Introduction: Bone fractures caused by injuries due to aging and stress require reconstruction to restore tissue function. As we age, current grafting-based treatments are limited by supply and donor match rates. Additionally, there are limited options for bone tissue regeneration for bone diseases such as osteoporosis, leaving these individuals with high risks of fractures and health decline. Most bone homeostasis declines due to aging as the tissue undergoes changes in its extracellular matrix (ECM) composition, impacting the bone cells that contribute to bone mineralization and strength. To overcome such limitations in treatments and intervention methods, we will incorporate calcium phosphate and vitamin C to 3D-bioprintable bone ECM for bone regeneration.
Materials and
Methods: For a deeper understanding of the role of aging in bone ECM, we will develop a 3D microphysicological system recapitulating the 3D composition/structure of bone ECM. Specifically, to engineer the 3D bone matrix, 1-5% w/v hydroxyapatite (HA) was dissolved in 4-25% w/v Ascorbic Acid (AA). The HA/AA solution was mixed with collagen at final concentration of 3mg/ml and fibronectin at concentration of 5-25μg/ml. Human primary osteoblasts (HOBs) at density 0.1 million/ml are embedded in the ECM and human umbilical endothelial cells (HUVECs) are used to mimic the bone microvasculature. The structure roughness, porosity, composition, viscoelasticity, and other mechanical properties of the ECM are measured by SEM, FTIR, AFM, and rheology. Finally, the biocompatibility of the ECM and bioprinting on HOBs is measured by apoptosis staining for caspase 3/6 in vitro and by implanting 3D-bioprinted scaffolds into C57Bl/6 mice. Mechanical properties were evaluated in young (passage < 4 cells) and aged (passage >4 cells), as well as in secondary osteoporotic models as established by treatment of devices or mice using glucocorticoids.

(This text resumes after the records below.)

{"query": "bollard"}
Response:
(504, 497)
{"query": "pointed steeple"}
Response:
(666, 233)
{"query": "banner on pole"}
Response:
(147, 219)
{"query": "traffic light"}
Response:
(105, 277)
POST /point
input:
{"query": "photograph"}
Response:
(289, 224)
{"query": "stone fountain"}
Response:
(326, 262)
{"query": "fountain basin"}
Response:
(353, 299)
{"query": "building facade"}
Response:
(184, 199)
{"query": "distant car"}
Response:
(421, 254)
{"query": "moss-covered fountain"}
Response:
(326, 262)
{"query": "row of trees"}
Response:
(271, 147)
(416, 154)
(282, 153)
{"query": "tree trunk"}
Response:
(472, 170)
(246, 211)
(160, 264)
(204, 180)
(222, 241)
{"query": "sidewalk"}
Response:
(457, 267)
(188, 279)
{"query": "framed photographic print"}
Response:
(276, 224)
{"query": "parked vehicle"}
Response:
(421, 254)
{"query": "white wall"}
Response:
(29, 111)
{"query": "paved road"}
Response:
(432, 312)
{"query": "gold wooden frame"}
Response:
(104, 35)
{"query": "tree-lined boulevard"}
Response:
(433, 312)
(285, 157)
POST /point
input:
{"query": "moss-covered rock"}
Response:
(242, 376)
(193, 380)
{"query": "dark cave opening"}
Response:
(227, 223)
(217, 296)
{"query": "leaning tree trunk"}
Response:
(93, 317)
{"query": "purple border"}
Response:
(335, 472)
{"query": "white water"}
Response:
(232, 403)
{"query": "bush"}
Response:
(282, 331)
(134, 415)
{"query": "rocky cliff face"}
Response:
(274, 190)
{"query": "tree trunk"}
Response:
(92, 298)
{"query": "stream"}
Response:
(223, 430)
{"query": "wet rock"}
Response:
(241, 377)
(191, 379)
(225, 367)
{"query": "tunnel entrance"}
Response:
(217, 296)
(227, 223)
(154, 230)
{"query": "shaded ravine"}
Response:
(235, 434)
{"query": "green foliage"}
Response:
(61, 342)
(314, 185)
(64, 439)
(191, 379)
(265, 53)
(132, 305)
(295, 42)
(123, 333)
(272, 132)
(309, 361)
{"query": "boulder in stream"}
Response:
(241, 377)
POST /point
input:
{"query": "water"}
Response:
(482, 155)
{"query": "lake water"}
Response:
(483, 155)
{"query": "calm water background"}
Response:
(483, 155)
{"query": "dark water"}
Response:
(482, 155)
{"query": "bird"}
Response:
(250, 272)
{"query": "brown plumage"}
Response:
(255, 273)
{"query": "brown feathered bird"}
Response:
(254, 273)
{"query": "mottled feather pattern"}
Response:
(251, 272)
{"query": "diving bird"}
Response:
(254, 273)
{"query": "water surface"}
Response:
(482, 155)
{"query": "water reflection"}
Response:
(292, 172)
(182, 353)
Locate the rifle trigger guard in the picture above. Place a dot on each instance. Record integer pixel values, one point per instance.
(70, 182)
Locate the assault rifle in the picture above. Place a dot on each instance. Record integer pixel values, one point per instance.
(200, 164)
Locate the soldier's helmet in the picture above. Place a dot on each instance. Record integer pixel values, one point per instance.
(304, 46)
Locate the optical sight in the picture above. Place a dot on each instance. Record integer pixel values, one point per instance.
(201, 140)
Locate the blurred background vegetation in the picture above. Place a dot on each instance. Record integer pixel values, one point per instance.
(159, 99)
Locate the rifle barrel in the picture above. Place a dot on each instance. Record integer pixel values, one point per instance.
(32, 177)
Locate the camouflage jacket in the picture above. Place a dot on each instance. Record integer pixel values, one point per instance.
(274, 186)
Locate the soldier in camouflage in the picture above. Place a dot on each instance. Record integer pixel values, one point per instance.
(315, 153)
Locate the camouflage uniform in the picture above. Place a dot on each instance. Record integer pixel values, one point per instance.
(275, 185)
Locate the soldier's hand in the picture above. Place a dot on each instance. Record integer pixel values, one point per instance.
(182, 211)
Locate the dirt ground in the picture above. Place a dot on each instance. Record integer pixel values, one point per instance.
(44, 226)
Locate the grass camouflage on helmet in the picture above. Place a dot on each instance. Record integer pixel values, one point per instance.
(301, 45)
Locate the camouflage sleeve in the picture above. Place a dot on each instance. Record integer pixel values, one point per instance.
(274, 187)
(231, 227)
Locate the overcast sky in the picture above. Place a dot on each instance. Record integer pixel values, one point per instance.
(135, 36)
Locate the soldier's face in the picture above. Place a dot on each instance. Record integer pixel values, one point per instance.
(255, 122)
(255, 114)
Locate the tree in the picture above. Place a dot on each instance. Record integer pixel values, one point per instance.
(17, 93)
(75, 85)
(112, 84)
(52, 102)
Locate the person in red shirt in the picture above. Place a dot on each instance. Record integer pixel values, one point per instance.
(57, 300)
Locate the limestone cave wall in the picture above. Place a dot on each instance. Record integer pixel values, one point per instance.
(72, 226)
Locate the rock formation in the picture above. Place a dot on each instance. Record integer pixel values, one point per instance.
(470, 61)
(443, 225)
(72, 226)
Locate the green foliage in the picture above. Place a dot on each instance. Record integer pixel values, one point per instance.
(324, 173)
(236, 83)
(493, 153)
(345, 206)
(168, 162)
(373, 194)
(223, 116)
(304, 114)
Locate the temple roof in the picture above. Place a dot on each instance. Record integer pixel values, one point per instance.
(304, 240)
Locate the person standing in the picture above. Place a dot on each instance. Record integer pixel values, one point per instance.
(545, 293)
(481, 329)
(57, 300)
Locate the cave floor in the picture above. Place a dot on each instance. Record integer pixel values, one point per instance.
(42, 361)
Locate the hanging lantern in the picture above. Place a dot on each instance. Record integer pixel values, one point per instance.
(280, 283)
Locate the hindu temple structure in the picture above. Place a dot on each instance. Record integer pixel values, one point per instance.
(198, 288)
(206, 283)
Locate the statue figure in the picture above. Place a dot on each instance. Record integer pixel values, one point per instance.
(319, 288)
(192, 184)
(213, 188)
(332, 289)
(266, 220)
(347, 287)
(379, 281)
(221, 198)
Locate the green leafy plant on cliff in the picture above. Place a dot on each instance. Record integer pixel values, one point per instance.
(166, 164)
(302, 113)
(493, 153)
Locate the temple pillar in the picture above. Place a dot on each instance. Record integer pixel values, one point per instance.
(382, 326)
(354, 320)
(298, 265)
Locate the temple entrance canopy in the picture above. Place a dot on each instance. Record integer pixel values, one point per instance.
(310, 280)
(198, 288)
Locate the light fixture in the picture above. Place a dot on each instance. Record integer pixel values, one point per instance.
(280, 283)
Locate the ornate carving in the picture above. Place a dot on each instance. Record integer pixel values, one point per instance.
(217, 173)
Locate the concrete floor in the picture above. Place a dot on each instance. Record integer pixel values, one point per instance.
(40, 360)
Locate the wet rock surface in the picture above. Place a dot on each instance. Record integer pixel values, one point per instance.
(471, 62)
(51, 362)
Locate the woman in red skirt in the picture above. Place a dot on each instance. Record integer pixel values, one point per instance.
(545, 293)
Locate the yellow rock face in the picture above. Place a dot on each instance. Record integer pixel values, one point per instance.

Results, Conclusions, and Discussions: Our results from SEM, FTIR, and rheology demonstrated differences in 3D ECM porosity, roughness, stiffness, and viscoelastic behavior. Specifically, AA in the ECM supported the formation of COL bundles and improved matrix mechanical properties for cellular health and regenerative abilities of 3D bioprinted bone scaffolds. Overall our 3D micro physiological systems permit us to fine-tune the microenvironment that cells are sensing and measure the dynamic changes of bone regeneration in vitro, avoiding animal studies. Finally, these platforms will enable us to identify new molecular mechanisms in aging bone diseases and develop new bioengineered tools for bone tissue regeneration, such as implantable bone scaffolds.
Acknowledgements (Optional): This work was supported by Georgetown Funding (91252), the National Institute of Arthritis and Musculoskeletal and Skin Diseases of the National Institutes of Health (R21AR076497), and the Georgetown University Aging and Alzheimer's Research Training NIH T32 Program (GR414768).